3.8 History: What Did They Eat? You Can Help Research, Too!
3.9 Preparedness: Winter Emergency Information for Children and Teen
3.10 DIY: Shelves and Storage
Your editrix is appalled she did not know about this easy-to-use set of Bible study tools, but makes haste to inform you of it. Join in (it’s free) to explore the site’s features and receive daily devotional items, if you choose. Customize the different sections to suit you and consider letting older students set up their own Bible study tools pages. Academic research is a needed skill; Bible research skills are also needed!
Cute little animals to color and letters to trace make a nice piece of (very informal) stationery to occupy little ones, and then you can mail them to far-flung relatives. Have everyone who is with you this Thanksgiving write a brief word to the recipient after the kids color the pictures. This is a great project for youngsters who not yet ready for regular lessons still like to “do school” alongside older siblings.
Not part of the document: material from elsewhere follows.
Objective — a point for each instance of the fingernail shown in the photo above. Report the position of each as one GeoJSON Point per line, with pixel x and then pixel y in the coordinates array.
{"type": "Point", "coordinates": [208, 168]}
Enjoy some crafts you might not have tried before via this selection on FaveCrafts.
If you are unable to attend one of Jefferson Lab’s Physics Fests, you can still see Frostbite Theater presented by Jefferson Lab. Are you dying to know what happens to a carnation when it is cooled to 321 degrees below zero? Is it too humid to conduct your own static electricity demonstrations? Do you like to watch neat science videos? If so, then Frostbite Theater is for you!
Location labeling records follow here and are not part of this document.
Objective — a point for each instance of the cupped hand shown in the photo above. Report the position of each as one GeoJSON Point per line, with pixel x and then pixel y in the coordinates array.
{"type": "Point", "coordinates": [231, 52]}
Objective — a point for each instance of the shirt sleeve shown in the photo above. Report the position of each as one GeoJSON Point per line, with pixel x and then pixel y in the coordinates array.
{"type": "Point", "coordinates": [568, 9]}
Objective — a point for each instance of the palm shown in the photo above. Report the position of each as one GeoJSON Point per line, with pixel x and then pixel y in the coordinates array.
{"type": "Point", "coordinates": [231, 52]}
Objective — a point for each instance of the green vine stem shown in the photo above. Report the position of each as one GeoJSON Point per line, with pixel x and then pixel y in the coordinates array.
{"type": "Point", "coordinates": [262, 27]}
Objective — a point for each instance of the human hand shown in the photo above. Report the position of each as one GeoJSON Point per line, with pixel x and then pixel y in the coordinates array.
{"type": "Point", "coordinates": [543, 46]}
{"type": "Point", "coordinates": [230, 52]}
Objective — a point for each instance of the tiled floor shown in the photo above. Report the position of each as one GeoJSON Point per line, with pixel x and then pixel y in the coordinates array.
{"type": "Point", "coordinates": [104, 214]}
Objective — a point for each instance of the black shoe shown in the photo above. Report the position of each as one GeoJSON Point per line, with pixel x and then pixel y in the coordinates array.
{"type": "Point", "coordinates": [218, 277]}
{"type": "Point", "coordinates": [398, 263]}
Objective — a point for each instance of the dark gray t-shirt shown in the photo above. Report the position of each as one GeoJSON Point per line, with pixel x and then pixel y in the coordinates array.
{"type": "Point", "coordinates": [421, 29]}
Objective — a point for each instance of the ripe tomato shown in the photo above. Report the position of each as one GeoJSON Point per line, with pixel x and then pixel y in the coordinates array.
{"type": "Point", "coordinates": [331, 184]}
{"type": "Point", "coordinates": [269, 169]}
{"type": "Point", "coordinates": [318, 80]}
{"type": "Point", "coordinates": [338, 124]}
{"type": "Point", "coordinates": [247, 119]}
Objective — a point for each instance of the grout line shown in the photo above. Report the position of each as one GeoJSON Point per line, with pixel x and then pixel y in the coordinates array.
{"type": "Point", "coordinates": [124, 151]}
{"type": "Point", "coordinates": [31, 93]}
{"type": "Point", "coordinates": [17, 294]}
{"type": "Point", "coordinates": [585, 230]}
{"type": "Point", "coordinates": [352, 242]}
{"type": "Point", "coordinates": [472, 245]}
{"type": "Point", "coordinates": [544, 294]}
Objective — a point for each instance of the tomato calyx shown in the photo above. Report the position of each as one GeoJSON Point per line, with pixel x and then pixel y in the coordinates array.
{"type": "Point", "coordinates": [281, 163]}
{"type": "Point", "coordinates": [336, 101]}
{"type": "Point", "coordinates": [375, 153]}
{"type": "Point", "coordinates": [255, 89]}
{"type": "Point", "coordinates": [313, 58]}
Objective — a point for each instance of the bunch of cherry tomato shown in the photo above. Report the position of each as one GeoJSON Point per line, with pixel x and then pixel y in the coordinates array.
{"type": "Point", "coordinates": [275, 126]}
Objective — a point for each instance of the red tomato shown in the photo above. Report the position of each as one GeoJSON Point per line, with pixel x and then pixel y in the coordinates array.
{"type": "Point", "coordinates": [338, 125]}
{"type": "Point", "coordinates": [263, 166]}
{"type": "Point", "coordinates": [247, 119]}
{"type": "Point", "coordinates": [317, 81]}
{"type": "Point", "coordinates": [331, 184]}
Tune in and see air liquefy inside a balloon, watch film canisters blow their lids as trapped liquid changes to gas, learn how to build a cloud chamber, observe how nitrogen and oxygen react to fire, and much more! It’s a fun site that the whole family will enjoy.
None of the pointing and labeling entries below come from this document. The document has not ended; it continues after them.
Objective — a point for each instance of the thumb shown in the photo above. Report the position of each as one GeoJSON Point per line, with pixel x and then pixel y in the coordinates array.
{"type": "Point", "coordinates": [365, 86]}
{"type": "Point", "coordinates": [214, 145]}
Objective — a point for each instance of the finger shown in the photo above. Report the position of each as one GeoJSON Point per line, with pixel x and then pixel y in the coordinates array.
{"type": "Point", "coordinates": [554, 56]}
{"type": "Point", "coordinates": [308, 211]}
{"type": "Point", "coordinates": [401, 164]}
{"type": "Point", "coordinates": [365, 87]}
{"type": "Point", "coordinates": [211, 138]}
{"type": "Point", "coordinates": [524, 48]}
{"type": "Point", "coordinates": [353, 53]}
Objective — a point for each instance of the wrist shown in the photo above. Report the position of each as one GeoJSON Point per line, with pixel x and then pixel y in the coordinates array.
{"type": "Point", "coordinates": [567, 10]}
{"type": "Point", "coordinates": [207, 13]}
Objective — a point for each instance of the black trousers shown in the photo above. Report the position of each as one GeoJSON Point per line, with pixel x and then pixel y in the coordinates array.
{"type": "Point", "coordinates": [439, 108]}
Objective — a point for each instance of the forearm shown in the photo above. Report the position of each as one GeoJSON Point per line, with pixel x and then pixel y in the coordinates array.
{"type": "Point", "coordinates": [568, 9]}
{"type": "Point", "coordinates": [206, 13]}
Whether you use a pre-written one from online, do it yourself from scratch, or blend the two, the internet scavenger hunt can be a good way to teach without the kids realizing it! Check out this page with its many variations, pick and choose what is suitable for you, and sit back (while keeping an eye on the computer) to see what the kids learn.
How to Buy Your First Car is a free workbook to help teens gather the information needed to evaluate the pros and cons of purchasing a particular vehicle. Shopping for a car is an excellent opportunity to learn how to evaluate a major purchase decision, not just based on the cost of the item itself but also on the long-term cost of owning and maintaining it. The workbook guides teens through the process. There are also two downloads available for children ages 8 through 13–a country notebooking unit and a state/province notebooking unit.
Isn’t it great that God does not need a translator? If you need a translator to help you say, “Thank you,” here is that phrase in more than 200 languages.
Are you ready to apply academics–or learn new skills–to food in historic settings?
The New York Public Library has digitized more than 17,000 historic menus containing over a million dishes. Visit the site and go to the “Catch of the Day” area to read about some of the seafood menus; look over “Today’s Specials” about unique culinary creations. Type words into the search engine (such as “baked Alaska” or “Chicago”) to get an idea of the database’s contents! Did you know that a visitor (that’s you) can help out by transcribing menus and geo-tagging the locations and places mentioned in the menu. Find the details on the website.
With the weather so chilly so soon, it seemed a good idea to provide additional information on winter preparedness. Note the special sections labeled for children and teens.
These 16 pictures show clever ideas for storing books, spices, or wardrobe accessories and using repurposed objects as shelving and storage. See an underused closet get a new life as a mini-mudroom and two items get transformed into chalkboards. Guess where the rain gutters and garden trellis wind up.